Forum Discussion

menhoy's avatar
14 years ago

Faint on caculating total files of a big VxFS filesystem,any good idea?

There is a VxFS with about 140,000,000 files.

Run in Suse 10 sp3.

 

First I use "df -i",I got the inodes used is about 140,000,000.

Then I delete about 40,000,000 files,and "df -i" again,but got about 190,000,000 inodes used.

After five days,"df -i" still got about 140,000,000 inodes used and never reduce any more.

 

There are two problems:

1,The inodes used not means the total files,is there any way to get the total files exactly and quickly?

2,The "df -i" has a problem just mentioned above.Is it a problem of VxFS or Suse linux 10 sp3?

 

Thanks for you patients to read above!

Thanks a lot for those who give me an answer.Welcome to China and you will deserved good Chinese meal.

  • VxFS allocated inodes dynamically. Thus, the question df -i asks ("How many inodes are free?") is not really applicable*. Are you trying to find the number of free inodes? or are you trying to find the number of files which exist, as your comments suggest? More generally, what are you trying to accomplish?

     

    *Note, if you don't have largefiles option set either a. when running mkfs b. via fsadm post-mkfs, then you are limited to, I believe ~8 million inodes). largefiles has been the default for a while now, so this shouldn't be an issue for most systems. It is clearly not a concern for this file system, as you already have more than 8 million files.

  • VxFS allocated inodes dynamically. Thus, the question df -i asks ("How many inodes are free?") is not really applicable*. Are you trying to find the number of free inodes? or are you trying to find the number of files which exist, as your comments suggest? More generally, what are you trying to accomplish?

     

    *Note, if you don't have largefiles option set either a. when running mkfs b. via fsadm post-mkfs, then you are limited to, I believe ~8 million inodes). largefiles has been the default for a while now, so this shouldn't be an issue for most systems. It is clearly not a concern for this file system, as you already have more than 8 million files.

  • Menhoy,

    Can you put together a shell command (like 'ls -alR') to do this?  Try this on a VxFS file system with a few thousand files, to see how long it takes......
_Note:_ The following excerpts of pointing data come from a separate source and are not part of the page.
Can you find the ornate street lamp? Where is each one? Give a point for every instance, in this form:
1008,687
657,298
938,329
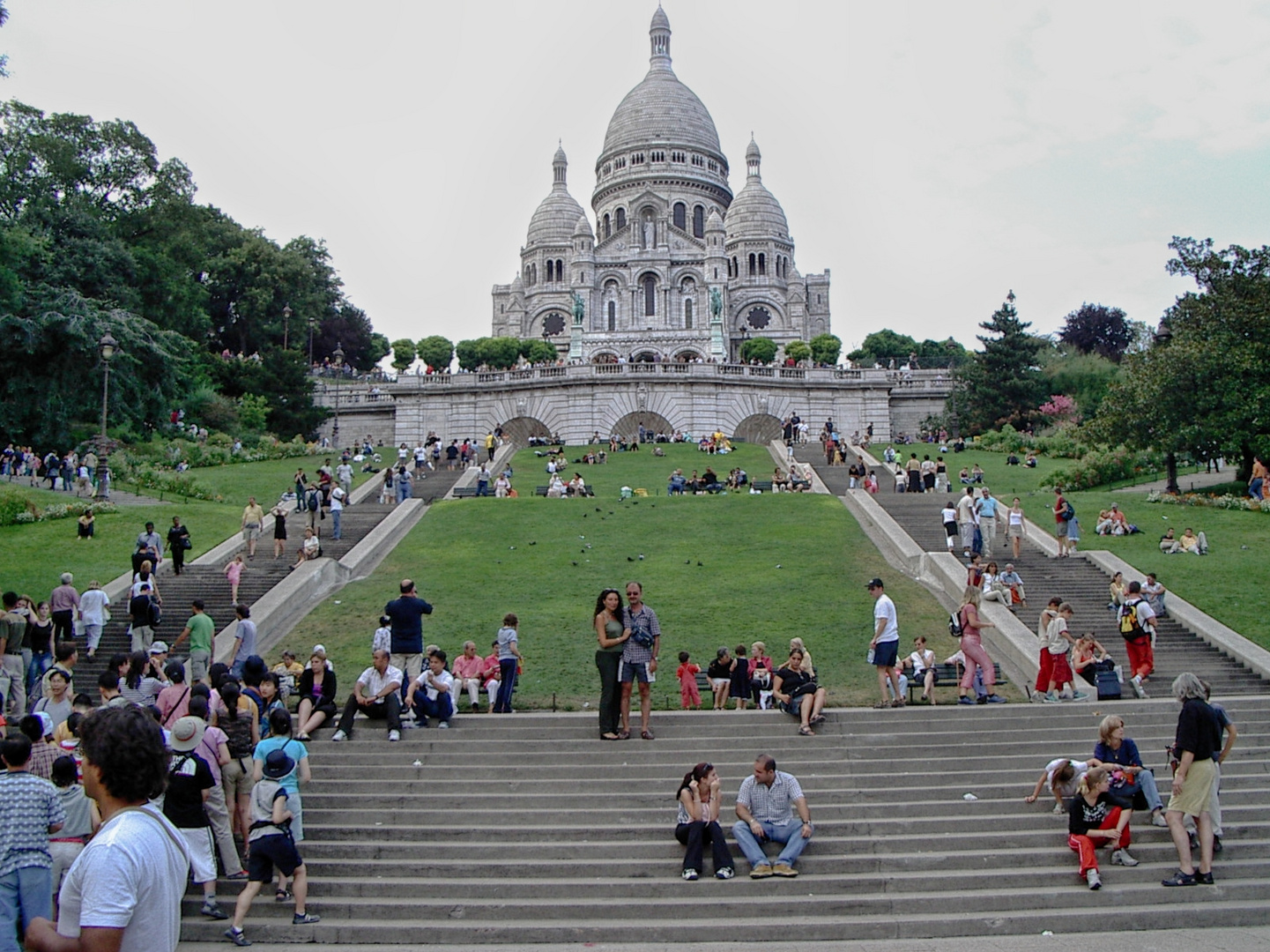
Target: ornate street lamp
337,360
107,347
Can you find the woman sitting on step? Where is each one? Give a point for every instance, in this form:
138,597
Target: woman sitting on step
697,822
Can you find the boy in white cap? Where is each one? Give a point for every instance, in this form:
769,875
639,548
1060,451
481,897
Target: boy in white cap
272,845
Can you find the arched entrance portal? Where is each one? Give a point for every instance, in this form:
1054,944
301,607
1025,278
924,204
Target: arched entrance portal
628,428
518,430
758,428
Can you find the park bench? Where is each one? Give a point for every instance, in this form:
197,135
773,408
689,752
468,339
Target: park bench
947,676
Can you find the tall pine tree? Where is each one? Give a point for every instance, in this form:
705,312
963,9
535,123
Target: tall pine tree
1001,384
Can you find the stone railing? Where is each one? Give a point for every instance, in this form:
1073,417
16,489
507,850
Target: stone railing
931,382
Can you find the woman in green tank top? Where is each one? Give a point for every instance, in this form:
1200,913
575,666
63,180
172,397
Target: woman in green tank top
611,637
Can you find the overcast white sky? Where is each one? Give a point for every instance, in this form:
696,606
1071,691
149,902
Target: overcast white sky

    When I tried this, I noticed that I would need to exclude the lines that (1) started with "total", (2) ended with 'space-dot', (3) ended with 'space-dot-dot', (4) included the slash character, and (5) were blank lines. 

    $ cd /opt/app     (directory just above your mount point)

    $ ls -alR oracle | grep -v "^total" | grep -v " .$" | grep -v " ..$" | grep -v "\/" | grep -v "^$" > /var/tmp/zzfilecount

    oracle is the name of the directory at the top level of my filesystem (mount point).  Run this as a test on a file system with a few thousand files, then look through the output file, to see if the command accurately removed all the lines which you don't want to include in the count.  Then run it again, but use the "wc -l" command to count the lines generated.

    $ ls -alR oracle | grep -v "^total" | grep -v " .$" | grep -v " ..$" | grep -v "\/" | grep -v "^$" | wc -l

    Try it on a test box.  Start with file systems having smaller numbers of files, and work up to file systems with larger numbers of files, to see how long it takes, and to see if the command becomes a resource hog.